Atrial fibrillation (AF) is the most common form of sustained arrhythmia in clinical practice, a major cause of morbidity affecting 1-2% of the population above 50 years of age. Catheter ablation (CA) is increasingly becoming the treatment of choice for persistent AF, especially for middle-aged patients who are refractory to drug treatment. However, not all patients respond to CA. A pre-procedural screening criterion to identify those who will likely benefit from this surgical treatment is of paramount clinical interest. To this end, a substantial research effort has been devoted in the past two decades to the analysis of intracardiac electrograms and body surface potentials, with the goal of characterizing AF substrate and ultimately predicting CA acute and postoperative outcomes.
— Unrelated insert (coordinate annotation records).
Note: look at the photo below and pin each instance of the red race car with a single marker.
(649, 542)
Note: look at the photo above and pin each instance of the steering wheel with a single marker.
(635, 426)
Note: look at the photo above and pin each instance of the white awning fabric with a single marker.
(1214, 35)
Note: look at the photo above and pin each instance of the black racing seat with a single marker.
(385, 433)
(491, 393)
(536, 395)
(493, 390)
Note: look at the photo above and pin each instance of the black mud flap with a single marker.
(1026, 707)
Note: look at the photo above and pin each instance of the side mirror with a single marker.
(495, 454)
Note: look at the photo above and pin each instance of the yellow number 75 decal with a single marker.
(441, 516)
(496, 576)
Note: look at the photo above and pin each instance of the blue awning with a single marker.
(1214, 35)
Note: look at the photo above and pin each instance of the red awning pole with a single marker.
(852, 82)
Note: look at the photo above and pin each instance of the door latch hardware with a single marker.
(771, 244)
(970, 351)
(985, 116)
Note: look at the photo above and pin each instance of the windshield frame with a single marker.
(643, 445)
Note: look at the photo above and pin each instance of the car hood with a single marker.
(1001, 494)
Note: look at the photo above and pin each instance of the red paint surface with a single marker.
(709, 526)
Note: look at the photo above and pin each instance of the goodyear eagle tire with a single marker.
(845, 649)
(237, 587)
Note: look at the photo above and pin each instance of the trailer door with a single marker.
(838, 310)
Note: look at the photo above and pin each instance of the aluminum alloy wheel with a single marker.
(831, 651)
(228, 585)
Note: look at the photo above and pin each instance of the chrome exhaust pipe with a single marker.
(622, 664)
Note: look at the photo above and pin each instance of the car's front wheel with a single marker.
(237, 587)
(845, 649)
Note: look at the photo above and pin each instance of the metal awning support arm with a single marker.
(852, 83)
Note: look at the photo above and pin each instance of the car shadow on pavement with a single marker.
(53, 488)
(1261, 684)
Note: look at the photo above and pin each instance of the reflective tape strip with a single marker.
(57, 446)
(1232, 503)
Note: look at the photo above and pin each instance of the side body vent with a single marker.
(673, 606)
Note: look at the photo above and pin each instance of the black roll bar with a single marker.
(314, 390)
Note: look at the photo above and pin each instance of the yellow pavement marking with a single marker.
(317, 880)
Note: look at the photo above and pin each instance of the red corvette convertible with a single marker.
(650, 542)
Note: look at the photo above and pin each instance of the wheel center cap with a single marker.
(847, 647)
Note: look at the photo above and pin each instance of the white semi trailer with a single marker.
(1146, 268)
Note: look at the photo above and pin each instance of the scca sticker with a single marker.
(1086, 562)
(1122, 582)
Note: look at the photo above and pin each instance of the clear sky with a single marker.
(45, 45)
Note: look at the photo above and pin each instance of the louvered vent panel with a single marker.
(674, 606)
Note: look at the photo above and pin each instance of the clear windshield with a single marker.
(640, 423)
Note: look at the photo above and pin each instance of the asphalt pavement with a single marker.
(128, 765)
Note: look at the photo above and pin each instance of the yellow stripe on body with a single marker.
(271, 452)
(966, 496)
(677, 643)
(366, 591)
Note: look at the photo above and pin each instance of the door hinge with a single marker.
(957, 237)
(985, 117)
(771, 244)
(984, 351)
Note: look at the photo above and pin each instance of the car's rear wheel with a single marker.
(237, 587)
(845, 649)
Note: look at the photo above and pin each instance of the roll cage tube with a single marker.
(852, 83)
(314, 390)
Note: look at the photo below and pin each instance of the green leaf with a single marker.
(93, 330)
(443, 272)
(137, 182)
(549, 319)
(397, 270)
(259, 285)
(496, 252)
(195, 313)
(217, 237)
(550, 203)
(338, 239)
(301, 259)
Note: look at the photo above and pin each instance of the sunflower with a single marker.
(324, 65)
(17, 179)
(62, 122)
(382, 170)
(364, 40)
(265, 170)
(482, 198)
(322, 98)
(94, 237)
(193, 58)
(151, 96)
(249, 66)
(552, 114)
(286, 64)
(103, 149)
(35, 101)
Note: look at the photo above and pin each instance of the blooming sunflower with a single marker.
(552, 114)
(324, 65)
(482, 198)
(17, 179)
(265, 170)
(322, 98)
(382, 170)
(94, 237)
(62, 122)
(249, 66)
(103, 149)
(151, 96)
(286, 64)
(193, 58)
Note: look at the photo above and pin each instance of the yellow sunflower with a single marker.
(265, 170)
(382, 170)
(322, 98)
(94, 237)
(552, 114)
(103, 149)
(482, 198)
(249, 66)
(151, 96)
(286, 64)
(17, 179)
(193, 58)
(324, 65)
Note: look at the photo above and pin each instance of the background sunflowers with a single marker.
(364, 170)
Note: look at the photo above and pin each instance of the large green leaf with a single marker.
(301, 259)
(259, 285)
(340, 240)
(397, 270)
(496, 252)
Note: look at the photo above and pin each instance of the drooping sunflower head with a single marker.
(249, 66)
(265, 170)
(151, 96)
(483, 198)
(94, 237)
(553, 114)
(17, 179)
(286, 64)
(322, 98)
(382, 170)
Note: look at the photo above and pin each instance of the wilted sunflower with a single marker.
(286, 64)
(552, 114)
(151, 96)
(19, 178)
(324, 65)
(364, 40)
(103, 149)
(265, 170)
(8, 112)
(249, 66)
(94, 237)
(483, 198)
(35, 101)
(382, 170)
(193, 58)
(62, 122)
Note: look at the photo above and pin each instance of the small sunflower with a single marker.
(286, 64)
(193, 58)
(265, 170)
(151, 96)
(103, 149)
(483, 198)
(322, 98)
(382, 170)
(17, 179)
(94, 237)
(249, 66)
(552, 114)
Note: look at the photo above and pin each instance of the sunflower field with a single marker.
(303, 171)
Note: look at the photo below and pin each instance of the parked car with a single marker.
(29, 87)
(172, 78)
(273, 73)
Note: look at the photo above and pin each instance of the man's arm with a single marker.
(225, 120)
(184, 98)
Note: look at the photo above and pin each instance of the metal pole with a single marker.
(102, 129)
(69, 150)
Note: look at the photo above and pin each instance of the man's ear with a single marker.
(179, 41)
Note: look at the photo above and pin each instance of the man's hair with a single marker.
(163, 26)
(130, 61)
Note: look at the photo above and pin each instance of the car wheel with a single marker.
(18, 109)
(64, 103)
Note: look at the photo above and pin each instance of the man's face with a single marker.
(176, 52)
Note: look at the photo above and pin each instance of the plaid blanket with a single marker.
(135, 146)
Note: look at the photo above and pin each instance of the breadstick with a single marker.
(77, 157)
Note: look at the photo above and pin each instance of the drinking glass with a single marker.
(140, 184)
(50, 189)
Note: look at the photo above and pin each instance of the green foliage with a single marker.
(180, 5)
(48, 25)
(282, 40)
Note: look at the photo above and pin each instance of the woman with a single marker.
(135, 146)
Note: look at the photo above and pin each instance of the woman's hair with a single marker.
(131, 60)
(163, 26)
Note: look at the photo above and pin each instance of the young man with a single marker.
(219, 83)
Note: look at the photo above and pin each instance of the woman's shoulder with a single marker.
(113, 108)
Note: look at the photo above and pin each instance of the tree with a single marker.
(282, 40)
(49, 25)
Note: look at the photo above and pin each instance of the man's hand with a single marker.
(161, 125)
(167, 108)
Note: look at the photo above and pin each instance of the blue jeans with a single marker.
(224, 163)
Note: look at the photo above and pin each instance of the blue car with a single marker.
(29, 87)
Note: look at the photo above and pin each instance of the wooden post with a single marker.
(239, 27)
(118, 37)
This seminar provides an overview of the most widely adopted techniques in the quantitative analysis of intracardiac and surface recordings of AF, highlighting open challenges. The illustration of methods is supported by clinical data collected in the catheterisation laboratory, and by data from public databases (Physionet).

About the speaker

Luigi Yuri Di Marco received the PhD degree in Bioengineering from the University of Bologna in 2012. During his PhD studies, he worked at the Institute of Cellular Medicine of Newcastle University, UK, for a visiting period of 6 months. He later rejoined the group for one year. As of March 2013, he is with the Center for Computational Imaging and Simulation Technologies in Biomedicine (CISTIB), University of Sheffield, Sheffield, UK. His research interests include cardiovascular physiology; cardiac arrhythmia; vascular cell biology and mathematical modeling; biomedical signal processing; machine learning in supervised classification.